China has quietly bought stakes in America's leading companies...and in various businesses all over the world. But the only way large amounts of US dollar cash can be readily
and safely deployed is in US bonds.
That said, China could also cause one helluva problem for the US if it ever chose to do anything else. [get ready for one "helluva problem"]
No worries on that score, said the Chinese official in charge of its $2.4 trillion worth of foreign reserves. He says China's holdings of US debt are normal and that there is no intention of reducing them or playing politics with them.
He surely means it. And when the dollar goes down...and when the market turns, and China feels compelled to get rid of its US bonds, he'll be totally sincere when he explains that to the international financial press too.

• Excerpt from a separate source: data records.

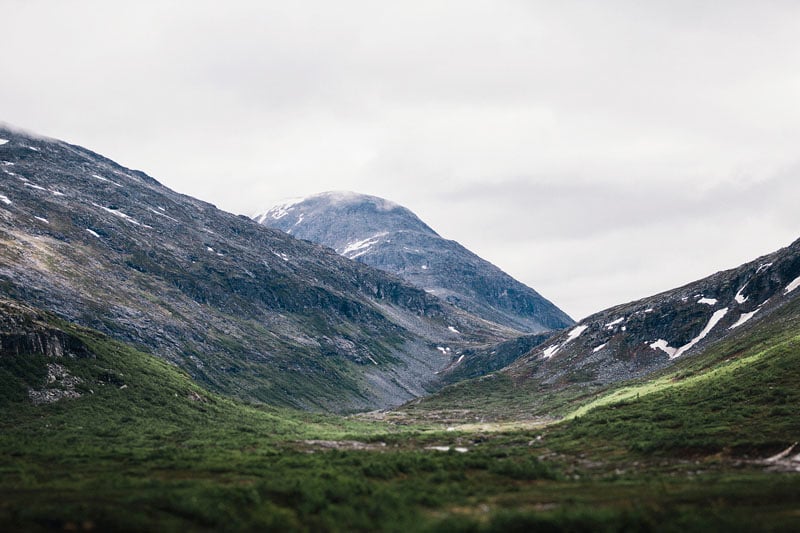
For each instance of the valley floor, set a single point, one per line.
(144, 448)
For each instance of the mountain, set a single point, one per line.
(246, 310)
(387, 236)
(633, 340)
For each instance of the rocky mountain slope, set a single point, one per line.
(245, 309)
(631, 341)
(385, 235)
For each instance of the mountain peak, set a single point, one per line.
(385, 235)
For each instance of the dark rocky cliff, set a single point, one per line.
(245, 309)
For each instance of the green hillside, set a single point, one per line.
(144, 448)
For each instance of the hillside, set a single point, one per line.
(246, 310)
(631, 341)
(99, 436)
(387, 236)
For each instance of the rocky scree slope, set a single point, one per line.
(387, 236)
(634, 339)
(246, 310)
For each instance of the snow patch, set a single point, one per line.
(745, 317)
(459, 449)
(101, 178)
(118, 213)
(361, 247)
(571, 336)
(663, 345)
(598, 348)
(792, 286)
(280, 210)
(551, 351)
(159, 213)
(673, 353)
(575, 333)
(763, 267)
(740, 299)
(713, 321)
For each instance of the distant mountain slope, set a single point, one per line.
(635, 340)
(245, 309)
(385, 235)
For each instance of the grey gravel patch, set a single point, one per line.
(60, 385)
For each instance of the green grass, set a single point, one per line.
(139, 451)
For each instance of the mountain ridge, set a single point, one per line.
(245, 309)
(383, 234)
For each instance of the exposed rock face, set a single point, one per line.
(245, 309)
(637, 338)
(60, 385)
(22, 333)
(385, 235)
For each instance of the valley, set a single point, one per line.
(167, 366)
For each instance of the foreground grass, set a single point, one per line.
(145, 448)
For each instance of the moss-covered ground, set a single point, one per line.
(145, 448)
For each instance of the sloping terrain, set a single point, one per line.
(245, 309)
(385, 235)
(632, 341)
(97, 436)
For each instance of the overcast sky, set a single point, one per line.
(599, 151)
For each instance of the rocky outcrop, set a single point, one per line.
(634, 339)
(246, 310)
(387, 236)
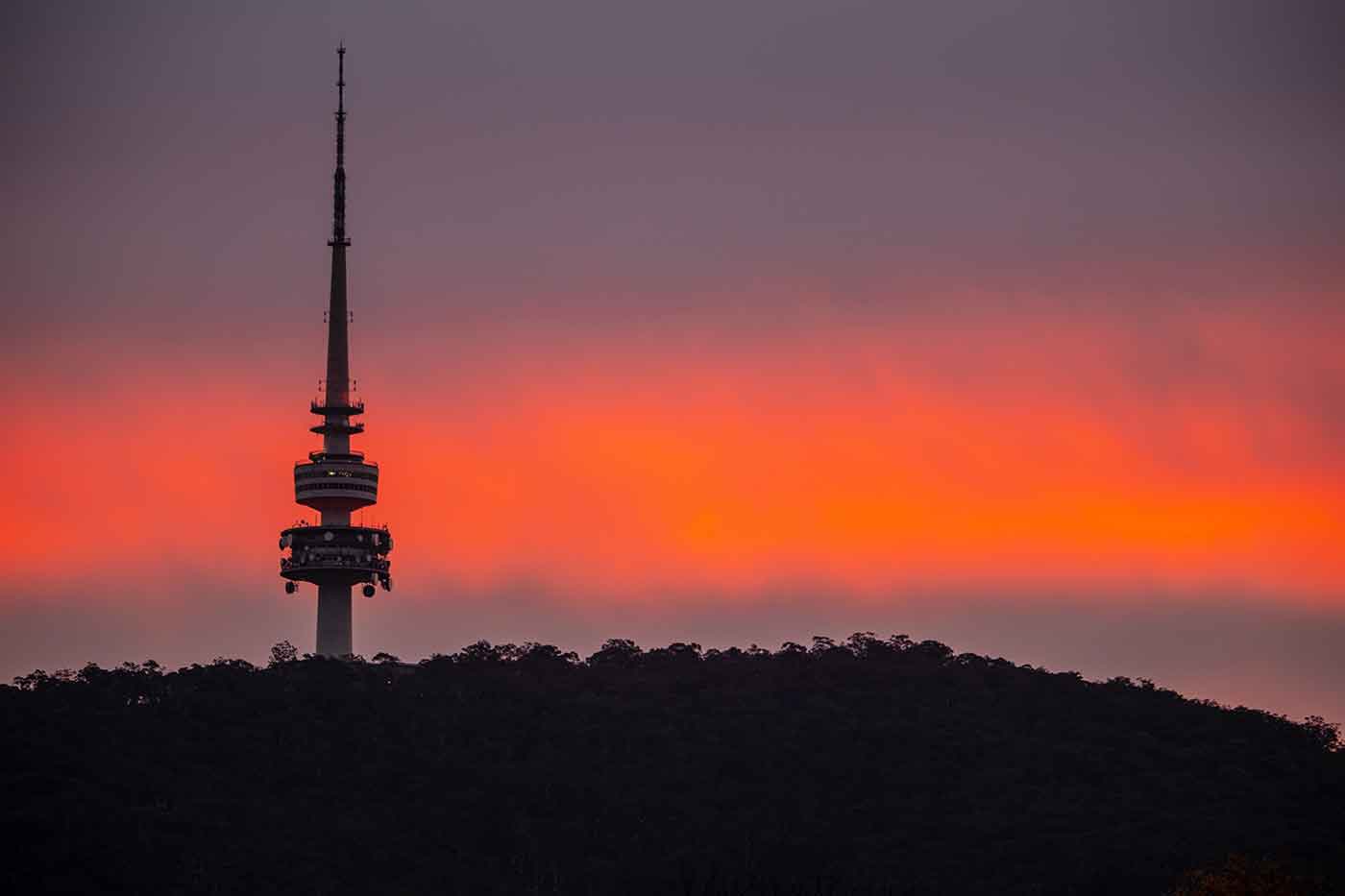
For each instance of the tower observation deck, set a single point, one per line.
(336, 480)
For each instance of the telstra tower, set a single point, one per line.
(336, 480)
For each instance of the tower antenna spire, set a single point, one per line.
(335, 480)
(339, 180)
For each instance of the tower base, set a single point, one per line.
(333, 638)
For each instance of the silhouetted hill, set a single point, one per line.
(871, 765)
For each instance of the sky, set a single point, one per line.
(1011, 325)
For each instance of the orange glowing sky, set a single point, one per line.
(1015, 328)
(830, 455)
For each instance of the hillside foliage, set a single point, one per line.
(871, 765)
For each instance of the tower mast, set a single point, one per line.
(336, 480)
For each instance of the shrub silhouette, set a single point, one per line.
(869, 765)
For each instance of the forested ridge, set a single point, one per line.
(871, 765)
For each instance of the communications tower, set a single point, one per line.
(333, 554)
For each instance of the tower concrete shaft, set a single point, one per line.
(336, 480)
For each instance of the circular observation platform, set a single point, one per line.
(336, 554)
(335, 482)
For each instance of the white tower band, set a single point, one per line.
(336, 480)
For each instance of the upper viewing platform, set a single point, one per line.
(347, 408)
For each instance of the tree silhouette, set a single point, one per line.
(864, 765)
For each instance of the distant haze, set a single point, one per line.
(1013, 325)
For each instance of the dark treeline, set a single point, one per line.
(873, 765)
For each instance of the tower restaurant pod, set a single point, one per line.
(336, 480)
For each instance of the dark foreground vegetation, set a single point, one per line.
(870, 767)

Markets make opinions, as they say on Wall Street. The market in bonds and the dollar has been very good for a very long time — since 1983, to be exact [when banks started security lending...]. As a result nearly everyone — including the Chinese — are of the opinion that US bonds are a safe place to be. When the market changes, so will opinions.
So far, no problem. But there's no telling how long the foreigners will continue to support the dollar [until the 2010 Food Crisis really gets rolling (2-3 months)]. Then what? Well...it leaves quantitative easing...in which the US central bank lends the money itself. Where does it get the money? It just invents it.
Which is why you can't trust paper money. You have a dollar. You have it. You hold it. And you expect to keep it 'til death do you part. But then, along comes another dollar that looks just like it...fresh...young...full of vim and vigor. So why not? Everybody does it.
Pretty soon, there are a lot more dollars running around. And they change hands fast. In economists' lingo, the velocity of money goes up...and the value of the dollar — like a faithless lover — goes down.
China's new dollar peg
My reaction: It is only matter of a few months before accelerating inflation forces Chinese authorities to break the country's dollar peg. When it does, the dollar will drop like a rock.